A blocking group is a group of one to eight freshmen, men and women, who put their names down on a slip of paper declaring that they wish to be in the same college (or “house” as our Cantab brethren refer to them). Each blocking group is randomly sorted into a different house, although if one blockmate has a relative who attended Harvard, there is a chance, not a guarantee, that the group will be put into that relative’s house.
It sounds simple enough, but anyone who has ever had trouble forming a suite at Yale can appreciate that forming a blocking group is 10 times worse. Blocking decisions take on a much greater significance than rooming decisions. These are the people who will comprise your major social group not for one year but for the remainder of your college career. Moreover, you cannot tell someone you do not want to block with her because she is messy, wakes up too early or plays loud music. Blocking groups are based on purely social considerations, so simply put, if you do not want to block with someone, it is because you do not like him as much as you like someone else. The only exception is that since Cantabs tend to think of blocking groups as discrete social units, rather than simply groups of friends, a person might be excluded because she is not good for the overall social dynamic.

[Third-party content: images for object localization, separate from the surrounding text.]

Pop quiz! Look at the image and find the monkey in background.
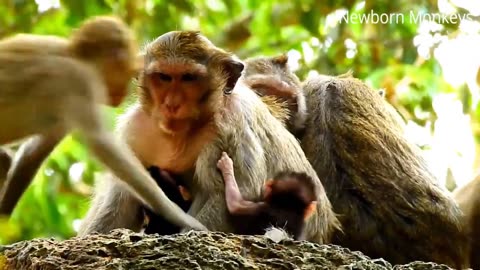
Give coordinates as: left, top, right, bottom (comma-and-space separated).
242, 54, 306, 135
454, 174, 480, 269
298, 74, 468, 268
217, 152, 317, 240
0, 16, 206, 231
78, 31, 340, 244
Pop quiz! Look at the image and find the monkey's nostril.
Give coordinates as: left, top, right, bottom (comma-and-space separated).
166, 104, 180, 113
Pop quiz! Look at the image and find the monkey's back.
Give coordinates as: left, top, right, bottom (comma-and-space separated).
300, 75, 468, 268
0, 50, 104, 145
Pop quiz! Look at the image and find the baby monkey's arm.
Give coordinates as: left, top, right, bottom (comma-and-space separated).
217, 152, 264, 215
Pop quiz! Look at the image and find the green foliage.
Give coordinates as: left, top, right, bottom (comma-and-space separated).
0, 0, 478, 244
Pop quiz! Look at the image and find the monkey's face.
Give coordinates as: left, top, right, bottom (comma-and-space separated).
140, 31, 244, 135
101, 56, 137, 107
70, 16, 138, 107
99, 39, 138, 107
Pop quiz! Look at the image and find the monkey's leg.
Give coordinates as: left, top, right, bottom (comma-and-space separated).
0, 132, 64, 215
77, 176, 145, 236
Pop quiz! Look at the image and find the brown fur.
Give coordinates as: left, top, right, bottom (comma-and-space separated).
217, 151, 318, 240
78, 31, 340, 243
299, 74, 468, 268
229, 172, 318, 240
454, 175, 480, 269
0, 18, 206, 232
242, 54, 306, 134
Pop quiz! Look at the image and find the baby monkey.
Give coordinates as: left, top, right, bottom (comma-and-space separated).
142, 153, 317, 239
243, 54, 306, 134
142, 167, 192, 235
217, 152, 317, 240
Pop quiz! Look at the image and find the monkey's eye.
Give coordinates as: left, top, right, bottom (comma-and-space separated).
181, 73, 198, 82
155, 72, 172, 82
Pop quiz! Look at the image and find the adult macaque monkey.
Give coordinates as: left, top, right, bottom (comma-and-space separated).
0, 16, 206, 231
454, 175, 480, 269
298, 74, 468, 268
78, 31, 340, 243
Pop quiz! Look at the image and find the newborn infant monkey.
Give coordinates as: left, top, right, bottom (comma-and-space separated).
142, 153, 317, 239
217, 152, 317, 240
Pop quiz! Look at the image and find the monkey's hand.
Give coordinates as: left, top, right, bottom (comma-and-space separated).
217, 152, 234, 177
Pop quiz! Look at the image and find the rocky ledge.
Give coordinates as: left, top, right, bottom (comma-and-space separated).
0, 229, 452, 270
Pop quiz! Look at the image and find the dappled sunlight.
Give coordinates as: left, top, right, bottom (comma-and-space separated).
34, 0, 59, 12
435, 34, 480, 90
417, 95, 476, 189
69, 163, 86, 184
287, 49, 302, 72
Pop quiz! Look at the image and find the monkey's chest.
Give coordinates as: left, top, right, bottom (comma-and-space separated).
138, 139, 205, 174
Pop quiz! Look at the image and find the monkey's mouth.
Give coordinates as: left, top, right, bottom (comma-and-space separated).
158, 118, 191, 135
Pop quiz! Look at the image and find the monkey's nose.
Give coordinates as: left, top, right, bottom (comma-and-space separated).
165, 104, 180, 114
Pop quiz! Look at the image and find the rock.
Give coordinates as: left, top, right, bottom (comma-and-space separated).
0, 229, 453, 270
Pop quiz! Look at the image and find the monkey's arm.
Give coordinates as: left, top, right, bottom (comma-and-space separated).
218, 159, 264, 215
77, 175, 145, 236
0, 131, 65, 214
71, 103, 207, 231
245, 75, 294, 97
223, 172, 265, 215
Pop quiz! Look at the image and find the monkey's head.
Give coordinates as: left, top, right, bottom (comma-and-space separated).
243, 54, 301, 91
69, 16, 138, 107
138, 31, 244, 135
264, 171, 318, 220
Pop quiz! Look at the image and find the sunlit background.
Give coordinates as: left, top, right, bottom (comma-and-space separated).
0, 0, 479, 244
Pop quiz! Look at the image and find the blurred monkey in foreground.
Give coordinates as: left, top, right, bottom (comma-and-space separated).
0, 16, 206, 231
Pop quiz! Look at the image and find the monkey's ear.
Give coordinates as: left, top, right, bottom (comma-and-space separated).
272, 54, 288, 67
263, 179, 274, 198
223, 56, 244, 95
304, 201, 317, 220
264, 179, 274, 188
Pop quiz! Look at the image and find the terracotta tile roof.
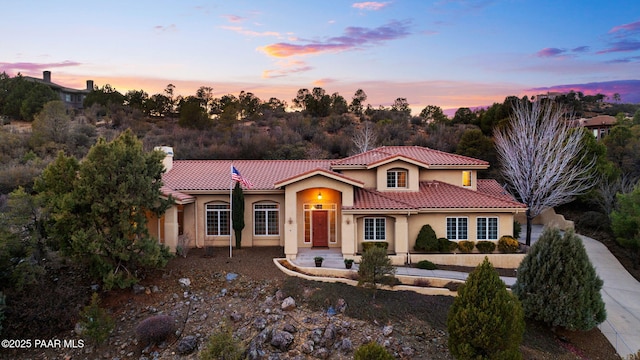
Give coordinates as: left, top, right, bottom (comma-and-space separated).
160, 186, 195, 203
274, 167, 364, 188
348, 180, 526, 211
331, 146, 489, 167
163, 160, 333, 191
579, 115, 617, 128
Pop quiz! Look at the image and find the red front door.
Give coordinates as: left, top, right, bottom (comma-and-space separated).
312, 210, 328, 247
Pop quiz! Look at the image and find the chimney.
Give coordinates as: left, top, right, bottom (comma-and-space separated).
86, 80, 94, 91
155, 146, 174, 172
43, 71, 51, 83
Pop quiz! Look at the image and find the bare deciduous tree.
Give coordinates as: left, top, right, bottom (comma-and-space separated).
495, 99, 596, 245
595, 173, 637, 216
352, 120, 377, 154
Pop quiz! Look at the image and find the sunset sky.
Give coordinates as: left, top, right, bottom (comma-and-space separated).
2, 0, 639, 114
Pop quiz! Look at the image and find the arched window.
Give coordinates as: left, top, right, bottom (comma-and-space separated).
254, 202, 279, 236
206, 202, 230, 236
386, 168, 407, 188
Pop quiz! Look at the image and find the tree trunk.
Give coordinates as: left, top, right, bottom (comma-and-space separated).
526, 209, 533, 247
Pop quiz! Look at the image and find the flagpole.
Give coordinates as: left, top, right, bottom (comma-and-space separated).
229, 164, 233, 258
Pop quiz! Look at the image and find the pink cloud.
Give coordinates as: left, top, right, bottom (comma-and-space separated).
352, 2, 391, 11
536, 47, 566, 57
0, 61, 82, 76
222, 14, 246, 23
609, 20, 640, 35
260, 20, 410, 58
262, 61, 314, 78
313, 78, 337, 87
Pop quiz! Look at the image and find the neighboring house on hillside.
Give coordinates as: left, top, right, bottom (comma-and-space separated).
24, 71, 93, 109
149, 146, 527, 264
578, 115, 617, 140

Let us imagine a Harvard-style blocking system introduced at Yale. You arrive in New Haven your freshman year ready to make friends, impress professors, and, who knows, maybe even find your blocking group. You spend your time until January forming friendships (on the Facebook as well as in person), and wondering who among all these people will have the privilege to be your blockmates. In January, your group of 14 friends starts discussing possible blocking combinations. By March you have a blocking group of eight and are not talking to six of your formerly “best” friends. By April you are proud new members of Calhoun College.
You may think that the worst of the blocking saga is over, but in truth, it has only just begun. What if you find that the bonds you formed during Directed Studies or freshman orgo do not hold up once you start getting adequate amounts of sleep? What if the two blockmates who were romantically attached split up, splitting the group at the same time? What if you find that as you grow and mature, your friendships change, and not necessarily for the better?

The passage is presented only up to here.